= Ágúst Pálsson =

Ágúst Pálsson (3 October 1893 – 25 November 1967) was an Icelandic architect.

His notable works include Neskirkja (built 1952–1957), which is often considered the first modern church in Iceland. His design caused controversy. Jónas Jónsson frá Hriflu, one of Iceland's most influential political figures, used the design of the church as a key example as to why modern architecture had no place in Iceland, and why the more traditional and Icelandic nationalist style of Guðjón Samúelsson was superior. The Neskirkja Planning Committee sought out the view of renowned Finnish architect Eliel Saarinen to assess the architectural style of the building; Saarinen praised the design. In 1997, several architects and experts on architecture placed Neskirkja on their list of the ten most beautiful buildings in Iceland.
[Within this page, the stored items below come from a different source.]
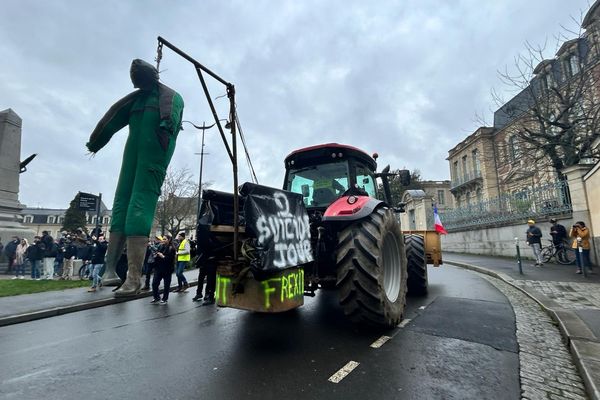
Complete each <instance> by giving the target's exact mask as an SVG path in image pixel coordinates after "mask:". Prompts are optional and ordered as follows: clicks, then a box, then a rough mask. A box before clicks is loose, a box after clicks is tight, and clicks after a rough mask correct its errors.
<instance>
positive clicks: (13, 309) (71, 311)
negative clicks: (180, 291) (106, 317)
mask: <svg viewBox="0 0 600 400" xmlns="http://www.w3.org/2000/svg"><path fill="white" fill-rule="evenodd" d="M184 275H185V277H186V279H187V281H188V283H189V285H190V287H193V286H197V285H198V269H192V270H189V271H185V272H184ZM173 282H174V283H173ZM161 287H162V285H161ZM176 288H177V278H176V277H175V274H173V279H172V280H171V290H173V289H176ZM87 289H88V288H87V287H82V288H75V289H66V290H57V291H49V292H41V293H32V294H23V295H19V296H8V297H0V327H1V326H4V325H11V324H18V323H21V322H27V321H33V320H36V319H41V318H48V317H54V316H56V315H62V314H67V313H71V312H75V311H81V310H87V309H90V308H95V307H102V306H105V305H109V304H116V303H122V302H124V301H129V300H134V299H141V298H144V297H150V296H152V290H149V291H147V292H141V293H140V294H138V295H136V296H133V297H127V298H115V297H114V293H113V292H112V289H114V287H111V286H105V287H103V288H102V289H100V290H98V291H97V292H94V293H89V292H88V291H87ZM194 291H195V289H194Z"/></svg>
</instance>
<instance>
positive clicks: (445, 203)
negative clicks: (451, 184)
mask: <svg viewBox="0 0 600 400" xmlns="http://www.w3.org/2000/svg"><path fill="white" fill-rule="evenodd" d="M438 204H439V205H440V206H443V205H444V204H446V199H445V194H444V191H443V190H438Z"/></svg>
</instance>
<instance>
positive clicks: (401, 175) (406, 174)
mask: <svg viewBox="0 0 600 400" xmlns="http://www.w3.org/2000/svg"><path fill="white" fill-rule="evenodd" d="M398 176H399V178H400V184H401V185H402V186H408V185H410V171H409V170H407V169H401V170H400V171H398Z"/></svg>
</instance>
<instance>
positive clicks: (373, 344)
mask: <svg viewBox="0 0 600 400" xmlns="http://www.w3.org/2000/svg"><path fill="white" fill-rule="evenodd" d="M390 339H391V337H389V336H382V337H380V338H379V339H377V340H376V341H374V342H373V343H371V347H372V348H374V349H378V348H380V347H381V346H383V344H384V343H385V342H387V341H388V340H390Z"/></svg>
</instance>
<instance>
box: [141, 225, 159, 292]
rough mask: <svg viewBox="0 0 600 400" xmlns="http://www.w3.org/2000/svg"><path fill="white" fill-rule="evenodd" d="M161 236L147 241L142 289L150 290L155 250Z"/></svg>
mask: <svg viewBox="0 0 600 400" xmlns="http://www.w3.org/2000/svg"><path fill="white" fill-rule="evenodd" d="M161 240H162V236H156V237H155V238H154V240H151V241H149V242H148V248H147V249H146V258H145V261H144V268H143V270H142V271H143V273H144V274H145V275H146V280H145V282H144V287H143V288H142V290H144V291H146V290H150V276H151V275H152V271H153V270H154V262H155V261H156V252H157V251H158V248H159V247H160V244H161Z"/></svg>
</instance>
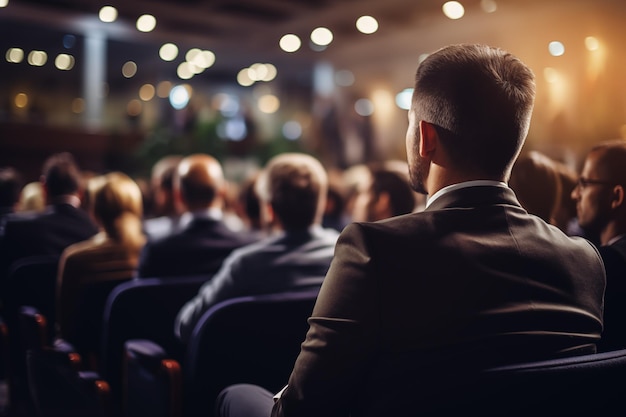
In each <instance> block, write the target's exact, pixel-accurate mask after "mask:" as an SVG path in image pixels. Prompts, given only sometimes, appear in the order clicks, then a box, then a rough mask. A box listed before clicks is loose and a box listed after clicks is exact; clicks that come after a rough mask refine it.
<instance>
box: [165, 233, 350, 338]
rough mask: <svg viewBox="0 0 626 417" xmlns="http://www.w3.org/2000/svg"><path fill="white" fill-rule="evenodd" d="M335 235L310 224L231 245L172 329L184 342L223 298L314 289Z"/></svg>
mask: <svg viewBox="0 0 626 417" xmlns="http://www.w3.org/2000/svg"><path fill="white" fill-rule="evenodd" d="M338 236H339V234H338V233H337V232H336V231H335V230H332V229H322V228H321V227H320V226H314V227H311V228H309V229H308V230H298V231H288V232H284V233H280V234H278V235H276V236H272V237H268V238H265V239H263V240H261V241H259V242H257V243H253V244H250V245H247V246H244V247H242V248H240V249H236V250H234V251H233V253H232V254H231V255H230V256H229V257H228V258H226V260H225V261H224V264H223V265H222V268H220V270H219V271H218V273H217V274H216V275H215V276H214V277H213V278H212V279H211V280H209V281H207V283H205V284H204V285H203V286H202V287H201V288H200V290H199V291H198V295H196V296H195V297H194V298H193V299H191V300H190V301H189V302H188V303H187V304H185V305H184V306H183V308H182V309H181V310H180V313H179V314H178V317H177V318H176V322H175V329H174V332H175V333H176V335H177V336H178V337H179V338H180V339H181V340H182V341H183V342H185V343H187V342H188V341H189V337H190V336H191V333H192V331H193V328H194V327H195V325H196V323H197V322H198V320H200V317H202V315H203V314H204V312H206V311H207V310H208V309H209V308H210V307H211V306H213V305H214V304H216V303H218V302H219V301H222V300H226V299H228V298H233V297H239V296H244V295H257V294H269V293H277V292H282V291H294V290H308V289H311V288H319V286H320V285H321V284H322V281H323V279H324V276H325V275H326V272H327V271H328V266H329V265H330V261H331V259H332V258H333V252H334V249H335V243H336V241H337V237H338Z"/></svg>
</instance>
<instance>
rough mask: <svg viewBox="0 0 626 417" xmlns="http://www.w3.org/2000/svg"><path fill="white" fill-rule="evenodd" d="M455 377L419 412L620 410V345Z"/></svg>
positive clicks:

Pálsson designed Gljúfrasteinn, the home of Halldór Kiljan Laxness who was awarded the Nobel Prize in Literature in 1955. The building is rare for being in the functionalist style while also being situated out in the nature.

Pálsson also designed two lighthouses, both built in 1946: Stokksnesviti just east of the town of Höfn in south-east Iceland and Malarrifsviti south of the glacier Snæfellsjökull in the west of Iceland.